Meta (formerly Facebook) has a new AI training platform for the newest NVIDIA GPUs. Dubbed the Meta “Grand Teton” the new platform is designed to house 8x NVIDIA H100 GPUs while greatly increasing interconnect bandwidth.
This is the Meta Grand Teton 8x NVIDIA H100 Machine
This is the side view of the massive Meta Grand Teton system with 8x NVIDIA H100 GPUs in a pull-out tray:
One can see a few common features. For example, Meta is using many OCP NIC 3.0 form factor network cards. There are at least ten that we could on the front of the chassis. In this generation with PCIe Gen5, they can be 200GbE or 400GbE/ 400Gbps IB ports. The company also has an EDSFF (E1) storage array on the front of the chassis and another section for E1.S boot drives. If you want to learn more about EDSFF you can see E1 and E3 EDSFF to Take Over from M.2 and 2.5 in SSDs. This is a great example of the M.2 boot devices being phased out in favor of E1.S.
Meta says that the new system offers significantly more bandwidth, and also simplifies deployment with a single box versus having a CPU head node, a switching box, and then the accelerators.
At the same time, power is up 2x over the previous generation which is quite impressive. That is a bigger jump than the NVIDIA A100 to NVIDIA H100 jump with the H100’s public specs at 700W. CPU TDP is going up in this generation as is NIC TDP.

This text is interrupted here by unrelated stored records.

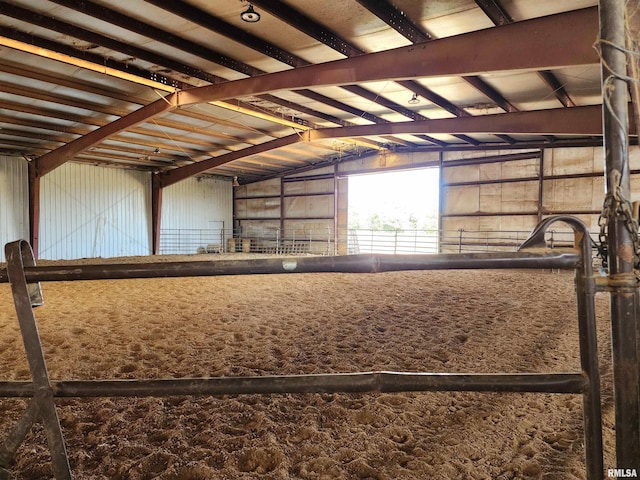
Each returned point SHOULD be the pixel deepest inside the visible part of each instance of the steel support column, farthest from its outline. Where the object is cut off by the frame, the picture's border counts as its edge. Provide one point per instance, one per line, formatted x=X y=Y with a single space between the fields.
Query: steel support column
x=34 y=208
x=156 y=212
x=622 y=256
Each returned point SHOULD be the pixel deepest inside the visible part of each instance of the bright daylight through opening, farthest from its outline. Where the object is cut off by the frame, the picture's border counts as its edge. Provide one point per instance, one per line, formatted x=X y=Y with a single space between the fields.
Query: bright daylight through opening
x=395 y=212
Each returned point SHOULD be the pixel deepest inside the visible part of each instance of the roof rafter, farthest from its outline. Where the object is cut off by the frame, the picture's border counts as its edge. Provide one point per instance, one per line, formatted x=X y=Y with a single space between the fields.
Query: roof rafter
x=459 y=55
x=499 y=16
x=578 y=120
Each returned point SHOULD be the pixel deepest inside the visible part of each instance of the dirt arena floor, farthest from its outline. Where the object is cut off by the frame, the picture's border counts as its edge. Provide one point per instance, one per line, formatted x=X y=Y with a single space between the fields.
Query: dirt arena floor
x=457 y=321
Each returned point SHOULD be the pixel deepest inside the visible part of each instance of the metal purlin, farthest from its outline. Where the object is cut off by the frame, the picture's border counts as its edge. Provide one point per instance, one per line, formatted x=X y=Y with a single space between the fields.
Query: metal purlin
x=25 y=276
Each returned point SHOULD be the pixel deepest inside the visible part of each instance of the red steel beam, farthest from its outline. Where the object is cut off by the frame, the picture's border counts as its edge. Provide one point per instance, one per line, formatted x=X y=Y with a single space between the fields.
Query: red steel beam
x=560 y=121
x=532 y=44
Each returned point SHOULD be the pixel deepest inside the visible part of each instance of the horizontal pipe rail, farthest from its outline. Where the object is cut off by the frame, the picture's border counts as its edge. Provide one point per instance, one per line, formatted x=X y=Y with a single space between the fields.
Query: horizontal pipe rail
x=361 y=382
x=564 y=259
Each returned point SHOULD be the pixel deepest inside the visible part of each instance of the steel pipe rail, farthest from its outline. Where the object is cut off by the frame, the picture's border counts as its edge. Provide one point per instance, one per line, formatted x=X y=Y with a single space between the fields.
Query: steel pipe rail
x=563 y=259
x=25 y=278
x=360 y=382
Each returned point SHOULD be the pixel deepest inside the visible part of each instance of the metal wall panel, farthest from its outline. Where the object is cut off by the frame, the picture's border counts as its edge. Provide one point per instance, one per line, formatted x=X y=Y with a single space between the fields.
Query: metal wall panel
x=198 y=203
x=14 y=201
x=88 y=211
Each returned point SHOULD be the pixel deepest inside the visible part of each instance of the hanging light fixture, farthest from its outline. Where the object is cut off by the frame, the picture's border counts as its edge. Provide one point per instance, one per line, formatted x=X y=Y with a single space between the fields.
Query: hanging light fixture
x=250 y=15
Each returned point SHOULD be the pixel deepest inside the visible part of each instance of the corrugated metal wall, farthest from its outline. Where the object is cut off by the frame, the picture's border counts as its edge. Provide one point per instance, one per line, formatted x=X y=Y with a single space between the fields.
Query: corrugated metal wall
x=492 y=191
x=192 y=210
x=294 y=214
x=14 y=201
x=89 y=211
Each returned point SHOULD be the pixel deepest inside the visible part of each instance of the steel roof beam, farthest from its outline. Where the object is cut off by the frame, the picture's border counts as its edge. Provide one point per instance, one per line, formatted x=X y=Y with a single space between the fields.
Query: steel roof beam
x=499 y=16
x=574 y=121
x=396 y=19
x=459 y=55
x=323 y=35
x=531 y=46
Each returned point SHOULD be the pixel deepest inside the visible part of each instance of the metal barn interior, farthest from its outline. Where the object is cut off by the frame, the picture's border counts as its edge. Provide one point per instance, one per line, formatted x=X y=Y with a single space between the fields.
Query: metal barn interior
x=124 y=122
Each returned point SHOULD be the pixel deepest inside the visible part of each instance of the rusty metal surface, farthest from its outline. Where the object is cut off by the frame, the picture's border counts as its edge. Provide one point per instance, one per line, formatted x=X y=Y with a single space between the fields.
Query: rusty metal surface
x=565 y=259
x=620 y=233
x=318 y=383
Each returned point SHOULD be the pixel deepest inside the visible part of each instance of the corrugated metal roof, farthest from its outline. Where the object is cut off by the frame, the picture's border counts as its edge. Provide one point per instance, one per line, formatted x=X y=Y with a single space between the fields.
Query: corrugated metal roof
x=70 y=67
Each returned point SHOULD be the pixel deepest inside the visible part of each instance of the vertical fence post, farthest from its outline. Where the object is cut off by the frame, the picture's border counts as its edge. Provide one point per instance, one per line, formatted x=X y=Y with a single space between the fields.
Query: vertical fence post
x=620 y=235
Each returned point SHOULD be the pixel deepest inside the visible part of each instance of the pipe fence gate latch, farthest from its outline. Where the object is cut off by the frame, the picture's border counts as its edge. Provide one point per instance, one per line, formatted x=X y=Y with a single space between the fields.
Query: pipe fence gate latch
x=24 y=276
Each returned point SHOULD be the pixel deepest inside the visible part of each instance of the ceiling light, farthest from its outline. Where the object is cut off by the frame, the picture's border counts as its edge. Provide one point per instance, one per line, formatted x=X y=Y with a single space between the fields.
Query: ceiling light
x=250 y=15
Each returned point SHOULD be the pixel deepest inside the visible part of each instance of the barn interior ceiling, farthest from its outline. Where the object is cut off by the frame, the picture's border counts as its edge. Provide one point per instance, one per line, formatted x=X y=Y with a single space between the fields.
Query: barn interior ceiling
x=190 y=87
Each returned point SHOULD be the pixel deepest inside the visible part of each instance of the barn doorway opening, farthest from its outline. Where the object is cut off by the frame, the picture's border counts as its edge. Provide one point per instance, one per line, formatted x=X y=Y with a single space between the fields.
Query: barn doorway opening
x=394 y=212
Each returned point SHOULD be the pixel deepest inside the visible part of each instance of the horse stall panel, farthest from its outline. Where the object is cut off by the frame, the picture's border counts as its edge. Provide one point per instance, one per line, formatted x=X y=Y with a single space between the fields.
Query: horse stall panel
x=303 y=236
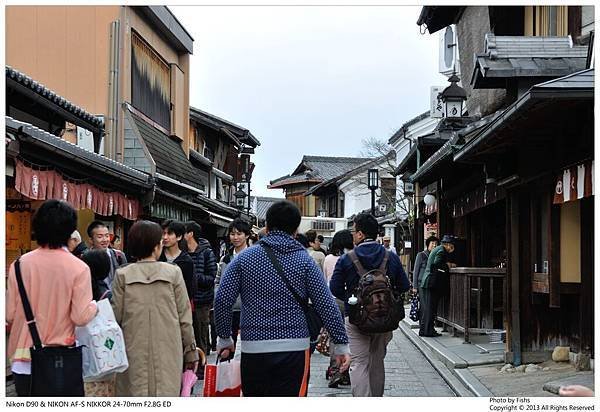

Meta uses AI all over, and is a leader in the space, so seeking more performance makes a lot of sense here. This is an especially interesting announcement since Meta RSC Selected NVIDIA and Pure Storage for its AI Research Cluster in the NVIDIA A100 generation. Now, Meta has its own training platform. This does not seem like the company’s craziest platform, but it is nice to see some innovation happening in the space. For companies that are not Meta, this platform looks very similar to many of the Supermicro, QCT, and other platforms that we have seen for 8x NVIDIA H100 configurations.